Note that this function uses floatToDigits to compute the digits
and exponent of the RealFloat number. Be aware that the algorithm used in
floatToDigits doesn't work as expected for some numbers, e.g. as
the Double 1e23 is converted to 9.9999999999999991611392e22, and that
value is shown as 9.999999999999999e22 rather than the shorter 1e23; the
algorithm doesn't take the rounding direction for values exactly half-way
between two adjacent representable values into account, so if you have a
value with a short decimal representation exactly half-way between two
adjacent representable values, like 5^23*2^e for e close to 23, the
algorithm doesn't know in which direction the short decimal representation
would be rounded and computes more digits
parseNumber :: Scientific -> Either Integer Double #
Deprecated: Use Data.Scientific.floatingOrInteger instead
Convert a Scientific into an Integer if it doesn't have decimal points, otherwise to a Double.

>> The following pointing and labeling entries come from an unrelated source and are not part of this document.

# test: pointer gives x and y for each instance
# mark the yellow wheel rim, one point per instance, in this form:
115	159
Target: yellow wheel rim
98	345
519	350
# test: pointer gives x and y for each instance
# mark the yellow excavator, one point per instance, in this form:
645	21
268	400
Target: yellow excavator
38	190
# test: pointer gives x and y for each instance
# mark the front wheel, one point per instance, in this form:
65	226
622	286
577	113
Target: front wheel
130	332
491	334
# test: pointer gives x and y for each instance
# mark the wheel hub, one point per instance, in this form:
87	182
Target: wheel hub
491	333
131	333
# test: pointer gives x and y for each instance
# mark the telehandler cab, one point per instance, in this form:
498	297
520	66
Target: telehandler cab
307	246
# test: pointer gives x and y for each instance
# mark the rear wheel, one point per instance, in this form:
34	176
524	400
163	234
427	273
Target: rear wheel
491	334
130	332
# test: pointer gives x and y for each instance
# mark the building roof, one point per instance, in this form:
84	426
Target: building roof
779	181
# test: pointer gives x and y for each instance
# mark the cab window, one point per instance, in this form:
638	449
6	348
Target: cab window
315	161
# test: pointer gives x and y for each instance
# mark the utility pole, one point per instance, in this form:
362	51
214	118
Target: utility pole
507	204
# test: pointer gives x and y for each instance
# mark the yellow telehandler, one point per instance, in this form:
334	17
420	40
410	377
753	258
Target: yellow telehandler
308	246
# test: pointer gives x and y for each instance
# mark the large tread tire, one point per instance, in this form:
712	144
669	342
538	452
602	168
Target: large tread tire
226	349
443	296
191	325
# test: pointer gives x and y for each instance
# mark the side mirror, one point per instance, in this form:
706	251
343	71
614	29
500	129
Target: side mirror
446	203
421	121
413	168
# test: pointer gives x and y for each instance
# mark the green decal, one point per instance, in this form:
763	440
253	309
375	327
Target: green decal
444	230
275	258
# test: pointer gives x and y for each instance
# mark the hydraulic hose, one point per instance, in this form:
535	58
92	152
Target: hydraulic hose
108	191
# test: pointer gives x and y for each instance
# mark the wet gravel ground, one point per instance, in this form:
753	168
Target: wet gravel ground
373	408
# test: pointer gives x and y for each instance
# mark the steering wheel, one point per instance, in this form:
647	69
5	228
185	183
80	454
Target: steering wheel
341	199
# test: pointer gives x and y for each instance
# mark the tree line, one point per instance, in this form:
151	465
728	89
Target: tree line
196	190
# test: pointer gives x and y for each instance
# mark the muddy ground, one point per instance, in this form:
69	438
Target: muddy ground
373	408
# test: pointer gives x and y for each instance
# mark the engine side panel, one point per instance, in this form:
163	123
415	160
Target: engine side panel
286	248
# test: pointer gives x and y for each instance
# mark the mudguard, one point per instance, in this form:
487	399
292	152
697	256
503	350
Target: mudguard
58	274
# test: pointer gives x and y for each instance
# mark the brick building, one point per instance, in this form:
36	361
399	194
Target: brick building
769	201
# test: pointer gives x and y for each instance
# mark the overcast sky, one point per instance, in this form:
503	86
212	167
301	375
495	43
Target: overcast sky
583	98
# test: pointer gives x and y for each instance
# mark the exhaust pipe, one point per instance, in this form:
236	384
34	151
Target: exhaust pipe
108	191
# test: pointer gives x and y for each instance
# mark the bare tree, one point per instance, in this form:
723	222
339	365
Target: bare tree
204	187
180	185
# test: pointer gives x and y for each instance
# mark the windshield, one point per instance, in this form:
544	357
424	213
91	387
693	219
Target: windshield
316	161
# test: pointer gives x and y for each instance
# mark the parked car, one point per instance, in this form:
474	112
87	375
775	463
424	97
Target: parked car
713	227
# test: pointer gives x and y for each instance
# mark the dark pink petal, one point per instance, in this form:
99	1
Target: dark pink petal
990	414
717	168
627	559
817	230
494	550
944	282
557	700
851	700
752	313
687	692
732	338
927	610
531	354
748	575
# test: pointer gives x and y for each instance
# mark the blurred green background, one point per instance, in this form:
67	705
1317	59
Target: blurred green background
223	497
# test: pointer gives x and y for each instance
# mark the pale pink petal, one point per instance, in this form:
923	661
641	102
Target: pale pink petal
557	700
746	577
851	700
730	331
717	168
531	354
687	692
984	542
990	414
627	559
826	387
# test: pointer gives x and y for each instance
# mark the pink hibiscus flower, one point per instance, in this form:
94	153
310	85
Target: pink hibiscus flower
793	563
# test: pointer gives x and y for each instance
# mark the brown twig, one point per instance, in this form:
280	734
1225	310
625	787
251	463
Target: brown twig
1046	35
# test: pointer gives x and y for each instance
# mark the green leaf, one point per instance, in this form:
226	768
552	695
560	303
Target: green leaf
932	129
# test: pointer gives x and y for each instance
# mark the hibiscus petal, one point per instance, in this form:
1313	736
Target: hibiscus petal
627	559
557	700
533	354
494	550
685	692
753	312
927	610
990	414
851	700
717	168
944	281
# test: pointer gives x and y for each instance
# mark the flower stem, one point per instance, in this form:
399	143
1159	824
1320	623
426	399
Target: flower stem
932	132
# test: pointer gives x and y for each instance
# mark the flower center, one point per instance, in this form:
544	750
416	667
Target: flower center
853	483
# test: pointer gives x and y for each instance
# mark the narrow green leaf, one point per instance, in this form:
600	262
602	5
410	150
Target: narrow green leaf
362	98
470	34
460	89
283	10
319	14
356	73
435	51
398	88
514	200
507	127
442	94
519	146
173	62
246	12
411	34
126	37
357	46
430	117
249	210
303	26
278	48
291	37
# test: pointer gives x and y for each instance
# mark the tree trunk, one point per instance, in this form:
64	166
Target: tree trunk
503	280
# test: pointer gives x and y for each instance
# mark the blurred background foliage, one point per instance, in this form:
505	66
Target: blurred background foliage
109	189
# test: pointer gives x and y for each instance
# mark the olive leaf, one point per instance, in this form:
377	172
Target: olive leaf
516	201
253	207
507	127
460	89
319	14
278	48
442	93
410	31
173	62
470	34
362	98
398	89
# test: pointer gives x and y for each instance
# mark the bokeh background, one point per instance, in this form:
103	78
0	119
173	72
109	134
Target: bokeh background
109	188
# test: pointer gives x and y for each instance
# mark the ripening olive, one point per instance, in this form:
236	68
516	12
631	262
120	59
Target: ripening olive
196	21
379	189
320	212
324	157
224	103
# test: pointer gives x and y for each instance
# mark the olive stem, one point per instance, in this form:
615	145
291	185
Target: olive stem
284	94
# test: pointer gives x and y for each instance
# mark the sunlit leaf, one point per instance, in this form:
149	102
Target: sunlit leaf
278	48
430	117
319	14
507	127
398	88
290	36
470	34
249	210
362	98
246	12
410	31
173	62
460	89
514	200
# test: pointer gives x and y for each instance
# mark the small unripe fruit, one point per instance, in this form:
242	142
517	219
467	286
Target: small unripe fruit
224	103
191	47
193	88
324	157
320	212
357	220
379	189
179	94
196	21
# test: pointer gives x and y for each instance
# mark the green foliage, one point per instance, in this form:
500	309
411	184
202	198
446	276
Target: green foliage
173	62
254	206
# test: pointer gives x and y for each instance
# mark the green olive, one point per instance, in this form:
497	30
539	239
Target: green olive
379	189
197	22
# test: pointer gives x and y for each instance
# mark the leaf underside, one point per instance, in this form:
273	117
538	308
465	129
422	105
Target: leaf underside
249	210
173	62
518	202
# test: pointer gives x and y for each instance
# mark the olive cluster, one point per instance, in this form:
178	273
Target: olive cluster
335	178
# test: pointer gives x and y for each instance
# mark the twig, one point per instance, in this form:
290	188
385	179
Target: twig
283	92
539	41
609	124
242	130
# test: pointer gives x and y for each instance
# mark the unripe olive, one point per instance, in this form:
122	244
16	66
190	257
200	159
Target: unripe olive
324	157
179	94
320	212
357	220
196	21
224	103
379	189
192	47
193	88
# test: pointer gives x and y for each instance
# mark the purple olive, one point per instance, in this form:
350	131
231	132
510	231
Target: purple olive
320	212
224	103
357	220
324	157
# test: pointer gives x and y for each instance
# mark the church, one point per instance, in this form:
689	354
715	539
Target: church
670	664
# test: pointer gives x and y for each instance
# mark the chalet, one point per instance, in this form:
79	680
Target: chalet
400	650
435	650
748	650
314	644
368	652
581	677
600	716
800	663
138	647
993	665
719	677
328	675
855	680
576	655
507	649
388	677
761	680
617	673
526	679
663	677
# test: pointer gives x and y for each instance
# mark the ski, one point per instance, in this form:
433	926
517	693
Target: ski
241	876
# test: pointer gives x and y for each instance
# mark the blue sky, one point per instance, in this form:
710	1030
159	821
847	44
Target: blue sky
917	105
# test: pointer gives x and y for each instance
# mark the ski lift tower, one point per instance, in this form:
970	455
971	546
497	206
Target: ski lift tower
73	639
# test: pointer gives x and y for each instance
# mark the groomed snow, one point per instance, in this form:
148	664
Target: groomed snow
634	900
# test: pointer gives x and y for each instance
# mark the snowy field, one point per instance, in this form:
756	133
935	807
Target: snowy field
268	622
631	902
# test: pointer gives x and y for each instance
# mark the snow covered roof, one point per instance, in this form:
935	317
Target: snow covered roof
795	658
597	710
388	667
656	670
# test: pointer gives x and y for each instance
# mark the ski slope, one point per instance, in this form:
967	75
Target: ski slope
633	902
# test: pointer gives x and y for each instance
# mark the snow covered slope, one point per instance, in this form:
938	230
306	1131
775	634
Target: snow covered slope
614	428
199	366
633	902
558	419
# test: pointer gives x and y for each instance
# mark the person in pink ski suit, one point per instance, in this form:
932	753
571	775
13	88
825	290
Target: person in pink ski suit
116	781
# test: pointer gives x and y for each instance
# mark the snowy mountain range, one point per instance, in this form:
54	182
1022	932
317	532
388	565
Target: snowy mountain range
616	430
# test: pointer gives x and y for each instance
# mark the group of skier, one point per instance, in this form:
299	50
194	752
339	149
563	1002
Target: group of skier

floatingOrInteger :: (RealFloat r, Integral i) => Scientific -> Either r i #
floatingOrInteger determines if the scientific is floating point or
integer.
In case it's floating-point the scientific is converted to the desired
RealFloat using toRealFloat and wrapped in Left.
In case it's integer to scientific is converted to the desired Integral and
wrapped in Right.
WARNING: To convert the scientific to an integral the magnitude 10^e
needs to be computed. If applied to a huge exponent this could take a long
time. Even worse, when the destination type is unbounded (i.e. Integer) it
could fill up all space and crash your program! So don't apply this function
to untrusted input but use toBoundedInteger instead.